Chapter 45

A suspicion growing, which now I acted on.

By stealing the identity of a journalist from the San Francisco Chronicle who looked perhaps a tiny little bit like myself, I got a meeting with a junior housing minister. He bowed as I entered, and I bowed lower, and we exchanged cards with both hands. As well as his normal card, he produced another, which transpired to be a dozen or so incredibly thin cards, each made of pressed platinum, his name engraved in gold.

“I donate them to the temples,” he explained, as I turned one between my fingers, feeling the sharpness of the edge. There must have been something of the thief in my face, for he quickly pulled it back, slipping these precious objects back into their hiding place. “It is both a financial gift, and a means of ensuring my name is remembered.”

I locked my smile in the attack position, and looked the minister up and down, adding up the value of his suit, his bespoke leather shoes, his watch — a beautiful piece, the face changing gently as the hands moved, the moon to conquer the retreating sun. In the 1500s, watches had been filled with symbols of Death: Death beating on the bell, creeping from his cave; Death waiting at the end of every dangerous hour. How time had changed.

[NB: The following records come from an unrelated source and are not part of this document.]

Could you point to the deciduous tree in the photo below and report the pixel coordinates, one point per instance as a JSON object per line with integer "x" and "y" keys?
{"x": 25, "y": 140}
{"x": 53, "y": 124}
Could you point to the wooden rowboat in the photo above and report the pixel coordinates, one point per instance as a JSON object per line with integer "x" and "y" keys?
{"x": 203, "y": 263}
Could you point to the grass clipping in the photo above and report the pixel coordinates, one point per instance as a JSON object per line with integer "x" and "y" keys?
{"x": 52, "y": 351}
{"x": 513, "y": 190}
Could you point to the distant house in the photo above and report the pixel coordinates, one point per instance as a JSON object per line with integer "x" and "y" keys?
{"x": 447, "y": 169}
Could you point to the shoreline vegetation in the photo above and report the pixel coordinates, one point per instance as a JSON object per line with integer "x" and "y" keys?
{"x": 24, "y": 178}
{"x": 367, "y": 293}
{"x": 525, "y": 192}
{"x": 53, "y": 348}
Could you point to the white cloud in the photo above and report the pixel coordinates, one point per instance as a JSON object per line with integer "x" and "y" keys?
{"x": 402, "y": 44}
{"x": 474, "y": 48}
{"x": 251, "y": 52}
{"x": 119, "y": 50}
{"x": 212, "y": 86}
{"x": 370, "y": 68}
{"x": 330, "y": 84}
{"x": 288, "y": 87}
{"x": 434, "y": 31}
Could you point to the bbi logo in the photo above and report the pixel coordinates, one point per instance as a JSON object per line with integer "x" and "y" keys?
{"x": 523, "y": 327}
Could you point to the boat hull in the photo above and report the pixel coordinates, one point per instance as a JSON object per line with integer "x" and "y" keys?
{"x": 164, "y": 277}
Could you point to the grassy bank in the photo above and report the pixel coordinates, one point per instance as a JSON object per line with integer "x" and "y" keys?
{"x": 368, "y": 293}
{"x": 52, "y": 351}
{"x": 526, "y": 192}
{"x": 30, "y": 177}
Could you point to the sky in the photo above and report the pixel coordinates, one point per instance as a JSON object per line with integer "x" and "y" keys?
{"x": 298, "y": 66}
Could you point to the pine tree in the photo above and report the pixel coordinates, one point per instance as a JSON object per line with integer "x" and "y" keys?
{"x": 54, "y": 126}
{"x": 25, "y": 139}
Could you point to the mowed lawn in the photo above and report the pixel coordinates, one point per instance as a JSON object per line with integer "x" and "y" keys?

My mind, wandering, again; there is a human in the room, there is company, he can see me, he can see me, focus on that.

Questions — the easy ones first, gently prepared. How long in his job? New challenges in housing? Changing demographics. Over-population in urban areas? Loss of rural communities? Planning laws. Tenant protection. Market imbalance. The 106 Apartments.

“Ah, yes, a beautiful piece of design, no?”

Beautiful indeed, and was I right in thinking that he was personally involved in the project?

“Not personally, not involved, but yes, I helped give it clearance.”

But wasn’t there a building standing there already?

“Unsafe building, terribly old, the residents living in unsanitary conditions, terrible, really, terrible.”

Low-income families evicted from their homes, sent away from the city and—

“That is the worst way of seeing it!” he interrupted, suddenly sharp, suddenly hostile. Strange how fast the switch may happen. In a society where good manners are king, the breakdown of such formalised structures rapidly reveals a need to not only save face, but to save face by chewing off the face of your adversary.

I do not need him hostile, so I bob in my seat, smile humbly, bat my eyelids, throw out a few harmless questions — new initiatives, lessons learned, wisdom acquired — and only at the very very end, as I stand up to leave, snapping my satchel shut around my entirely redundant notes, do I ask, quiet, conspiratorial:

“Do you have Perfection?”

His eyes dart up from the leather top of the desk where they had rested, to study my face. “Seven hundred and ninety-four thousand, five hundred,” I murmur, gentle as you like.

“Nine hundred and eighty-one thousand, four hundred,” he breathes, eyes now fixed on my face. “It’s changed my life. I thought I was worthless, now I know I can do whatever I want.”

“That’s how I feel.”

“I am a better person, now.”

“Me too.”

He leant forward, and I bent in to join him, so close I could feel his breath against my neck, feel him enjoy it, the heat rising in his skin, stayed still, didn’t flinch, didn’t curl away. “I got two hundred and fifty thousand points the day the 106 project went through. ‘You have made the perfect decision,’ it said. ‘You are building the perfect life.’ It is the perfect home.”

I smiled and nodded, and said nothing in reply.

He beamed at me, like an old friend happy to discover that time has not diminished our bond, as I walked away.